India 2 Essay, Research Paper
Gandhi, also known as Mahatma Gandhi, was born in Porbandar in the present state of Gujarat on October 2, 1869, and educated in law at University College, London. In 1891, after having been admitted to the British bar, Gandhi returned to India and attempted to establish a law practice in Bombay (now Mumbai), with little success. Two years later an Indian firm with interests in South Africa retained him as legal adviser in its office in Durban. Arriving in Durban, Gandhi found himself treated as a member of an inferior race. He was appalled at the widespread denial of civil liberties and political rights to Indian immigrants to South Africa. He threw himself into the struggle for elementary rights for Indians.
Gandhi remained in South Africa for 20 years, suffering imprisonment many times. In 1896, after being attacked and beaten by white South Africans, Gandhi began to teach a policy of passive resistance to, and noncooperation with, the South African authorities. Part of the inspiration for this policy came from the Russian writer Leo Tolstoy, whose influence on Gandhi was profound. Gandhi also acknowledged his debt to the teachings of Christ and to the 19th-century American writer Henry David Thoreau, especially to Thoreau’s famous essay “Civil Disobedience.” Gandhi considered the terms passive resistance and civil disobedience inadequate for his purposes, however, and coined another term, Satyagraha (Sanskrit, “truth and firmness”). During the Boer War, Gandhi organized an ambulance corps for the British army and commanded a Red Cross unit. After the war he returned to his campaign for Indian rights. In 1910, he founded Tolstoy Farm, near Johannesburg, a cooperative colony for Indians. In 1914 the government of the Union of South Africa made important concessions to Ghandhi’s demands, including recognition of Indian marriages and abolition of the poll tax for them. His work in South Africa complete, he returned to India.

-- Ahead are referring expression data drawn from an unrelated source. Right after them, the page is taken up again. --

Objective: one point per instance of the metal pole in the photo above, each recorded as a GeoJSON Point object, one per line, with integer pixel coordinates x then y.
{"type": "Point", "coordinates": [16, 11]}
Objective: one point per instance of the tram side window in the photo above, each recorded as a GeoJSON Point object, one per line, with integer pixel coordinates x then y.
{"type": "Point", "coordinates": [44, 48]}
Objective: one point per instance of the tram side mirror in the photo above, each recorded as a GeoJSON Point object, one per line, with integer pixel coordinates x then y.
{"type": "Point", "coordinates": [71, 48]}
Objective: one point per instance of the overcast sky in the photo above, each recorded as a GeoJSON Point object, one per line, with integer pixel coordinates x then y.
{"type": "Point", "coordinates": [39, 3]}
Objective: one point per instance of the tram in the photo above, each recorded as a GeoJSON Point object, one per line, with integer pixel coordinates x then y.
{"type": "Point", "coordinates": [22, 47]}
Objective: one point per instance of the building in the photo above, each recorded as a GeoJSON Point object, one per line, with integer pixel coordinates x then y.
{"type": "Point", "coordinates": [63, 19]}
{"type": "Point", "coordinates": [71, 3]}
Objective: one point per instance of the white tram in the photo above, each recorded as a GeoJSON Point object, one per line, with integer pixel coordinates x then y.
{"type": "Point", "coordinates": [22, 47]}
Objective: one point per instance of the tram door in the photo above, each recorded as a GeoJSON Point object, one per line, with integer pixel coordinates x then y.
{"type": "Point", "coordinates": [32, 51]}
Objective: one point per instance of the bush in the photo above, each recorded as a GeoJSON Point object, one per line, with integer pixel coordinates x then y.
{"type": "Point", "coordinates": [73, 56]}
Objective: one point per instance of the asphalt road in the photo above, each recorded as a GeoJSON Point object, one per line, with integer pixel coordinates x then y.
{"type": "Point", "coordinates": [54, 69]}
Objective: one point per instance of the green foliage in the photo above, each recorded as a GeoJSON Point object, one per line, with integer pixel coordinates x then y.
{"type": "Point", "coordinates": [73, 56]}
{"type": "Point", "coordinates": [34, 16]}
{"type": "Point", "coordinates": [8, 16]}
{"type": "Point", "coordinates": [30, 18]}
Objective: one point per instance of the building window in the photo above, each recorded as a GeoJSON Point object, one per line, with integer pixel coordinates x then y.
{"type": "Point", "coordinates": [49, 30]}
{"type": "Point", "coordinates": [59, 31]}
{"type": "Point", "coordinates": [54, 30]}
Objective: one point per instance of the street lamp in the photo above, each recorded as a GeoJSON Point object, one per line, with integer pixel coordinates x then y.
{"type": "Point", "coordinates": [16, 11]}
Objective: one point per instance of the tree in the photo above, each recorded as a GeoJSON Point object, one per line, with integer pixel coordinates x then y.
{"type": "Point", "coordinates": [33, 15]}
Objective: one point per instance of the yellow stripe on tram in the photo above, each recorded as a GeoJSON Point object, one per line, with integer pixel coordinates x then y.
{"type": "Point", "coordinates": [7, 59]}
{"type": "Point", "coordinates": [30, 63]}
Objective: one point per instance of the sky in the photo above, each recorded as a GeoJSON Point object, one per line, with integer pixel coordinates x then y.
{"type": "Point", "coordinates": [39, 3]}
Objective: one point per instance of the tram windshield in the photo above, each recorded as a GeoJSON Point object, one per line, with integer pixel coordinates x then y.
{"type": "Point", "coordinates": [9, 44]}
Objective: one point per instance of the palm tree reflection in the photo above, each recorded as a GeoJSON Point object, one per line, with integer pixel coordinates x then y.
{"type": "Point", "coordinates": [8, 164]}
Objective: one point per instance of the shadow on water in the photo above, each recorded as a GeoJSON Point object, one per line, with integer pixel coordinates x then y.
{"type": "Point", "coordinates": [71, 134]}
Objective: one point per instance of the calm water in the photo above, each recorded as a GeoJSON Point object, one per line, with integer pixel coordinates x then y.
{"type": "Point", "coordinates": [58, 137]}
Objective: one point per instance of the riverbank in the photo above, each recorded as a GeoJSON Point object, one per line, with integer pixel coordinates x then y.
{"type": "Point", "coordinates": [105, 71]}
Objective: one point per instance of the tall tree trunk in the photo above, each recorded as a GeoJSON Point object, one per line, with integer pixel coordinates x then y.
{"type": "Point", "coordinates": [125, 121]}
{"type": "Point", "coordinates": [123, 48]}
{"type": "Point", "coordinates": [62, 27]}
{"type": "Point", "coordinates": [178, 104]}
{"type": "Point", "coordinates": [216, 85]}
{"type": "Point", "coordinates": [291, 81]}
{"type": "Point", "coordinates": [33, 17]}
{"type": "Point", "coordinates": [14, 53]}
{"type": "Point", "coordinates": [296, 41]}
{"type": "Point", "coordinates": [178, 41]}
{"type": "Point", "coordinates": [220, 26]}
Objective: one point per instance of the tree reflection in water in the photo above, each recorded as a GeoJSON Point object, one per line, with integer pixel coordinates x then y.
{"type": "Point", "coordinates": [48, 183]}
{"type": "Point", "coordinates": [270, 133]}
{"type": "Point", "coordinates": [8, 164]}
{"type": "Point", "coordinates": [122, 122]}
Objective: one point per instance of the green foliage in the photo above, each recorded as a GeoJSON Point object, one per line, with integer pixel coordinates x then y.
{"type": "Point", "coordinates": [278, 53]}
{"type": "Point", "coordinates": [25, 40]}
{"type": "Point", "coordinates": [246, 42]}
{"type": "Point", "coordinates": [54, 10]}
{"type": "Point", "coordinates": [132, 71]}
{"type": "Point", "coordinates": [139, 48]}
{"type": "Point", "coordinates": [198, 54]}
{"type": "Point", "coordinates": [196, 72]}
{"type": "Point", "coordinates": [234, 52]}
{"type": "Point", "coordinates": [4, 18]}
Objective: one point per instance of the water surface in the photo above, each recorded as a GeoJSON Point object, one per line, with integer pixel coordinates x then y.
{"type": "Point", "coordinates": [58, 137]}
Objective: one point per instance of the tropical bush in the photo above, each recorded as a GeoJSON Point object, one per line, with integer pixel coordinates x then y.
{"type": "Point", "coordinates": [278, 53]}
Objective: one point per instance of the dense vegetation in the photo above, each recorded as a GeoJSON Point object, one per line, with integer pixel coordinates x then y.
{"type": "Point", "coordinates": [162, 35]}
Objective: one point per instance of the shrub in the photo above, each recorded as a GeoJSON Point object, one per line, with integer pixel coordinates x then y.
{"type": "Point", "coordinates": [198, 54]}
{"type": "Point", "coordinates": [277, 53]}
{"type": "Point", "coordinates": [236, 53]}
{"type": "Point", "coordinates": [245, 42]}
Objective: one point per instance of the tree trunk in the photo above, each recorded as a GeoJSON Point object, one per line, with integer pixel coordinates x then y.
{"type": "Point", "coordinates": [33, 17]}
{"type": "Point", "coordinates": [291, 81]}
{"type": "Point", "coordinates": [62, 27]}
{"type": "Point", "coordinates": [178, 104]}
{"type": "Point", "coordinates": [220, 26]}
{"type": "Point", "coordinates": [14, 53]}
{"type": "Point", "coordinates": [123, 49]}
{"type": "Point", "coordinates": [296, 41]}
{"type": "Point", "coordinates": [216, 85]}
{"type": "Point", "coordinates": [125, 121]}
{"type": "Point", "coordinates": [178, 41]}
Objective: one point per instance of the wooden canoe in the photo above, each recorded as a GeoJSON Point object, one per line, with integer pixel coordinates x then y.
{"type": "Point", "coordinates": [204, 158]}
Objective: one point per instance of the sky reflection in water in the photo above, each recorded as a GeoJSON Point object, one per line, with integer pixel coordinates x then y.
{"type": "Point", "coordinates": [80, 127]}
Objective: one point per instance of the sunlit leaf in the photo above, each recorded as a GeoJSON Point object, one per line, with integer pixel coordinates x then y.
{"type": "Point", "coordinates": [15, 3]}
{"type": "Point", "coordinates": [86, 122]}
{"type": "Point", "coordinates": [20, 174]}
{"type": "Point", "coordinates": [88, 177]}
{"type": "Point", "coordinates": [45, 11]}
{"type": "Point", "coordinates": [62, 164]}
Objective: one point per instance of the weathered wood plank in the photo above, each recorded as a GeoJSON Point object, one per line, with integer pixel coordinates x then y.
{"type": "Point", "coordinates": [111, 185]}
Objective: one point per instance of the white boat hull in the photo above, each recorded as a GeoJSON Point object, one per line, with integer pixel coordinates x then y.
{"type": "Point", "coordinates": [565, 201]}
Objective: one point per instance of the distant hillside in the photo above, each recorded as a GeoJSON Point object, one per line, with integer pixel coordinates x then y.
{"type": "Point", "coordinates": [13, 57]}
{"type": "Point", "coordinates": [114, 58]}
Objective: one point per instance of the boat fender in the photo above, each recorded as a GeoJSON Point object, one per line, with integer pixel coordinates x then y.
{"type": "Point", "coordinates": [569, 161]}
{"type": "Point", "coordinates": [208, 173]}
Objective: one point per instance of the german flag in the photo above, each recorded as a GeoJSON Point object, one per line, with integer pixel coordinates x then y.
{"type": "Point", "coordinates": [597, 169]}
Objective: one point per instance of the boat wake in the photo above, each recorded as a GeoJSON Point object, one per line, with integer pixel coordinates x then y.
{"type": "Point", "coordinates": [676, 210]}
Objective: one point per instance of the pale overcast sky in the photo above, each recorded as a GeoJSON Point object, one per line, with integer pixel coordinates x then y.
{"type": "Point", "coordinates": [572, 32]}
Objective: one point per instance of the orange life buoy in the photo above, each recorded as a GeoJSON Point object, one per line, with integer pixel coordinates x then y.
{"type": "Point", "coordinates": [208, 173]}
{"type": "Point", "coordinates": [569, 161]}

Gandhi became a leader in a complex struggle, the Indian campaign for home rule. Following World War I, in which he played an active part in recruiting campaigns, Gandhi, again advocating Satyagraha, launched his movement of passive resistance to Great Britain. When, in 1919, Parliament passed the Rowlatt Acts, giving the Indian colonial authorities emergency powers to deal with so-called revolutionary activities, Satyagraha spread through India, gaining millions of followers. A demonstration against the Rowlatt Acts resulted in a massacre of Indians at Amritsar by British soldiers; in 1920, when the British government failed to make amends, Gandhi proclaimed an organized campaign of noncooperation. Indians in public office resigned, government agencies such as courts of law were boycotted, and Indian children were withdrawn from government schools. Through India, streets were blocked by squatting Indians who refused to rise even when beaten by police. Gandhi was arrested, but the British were soon forced to release him.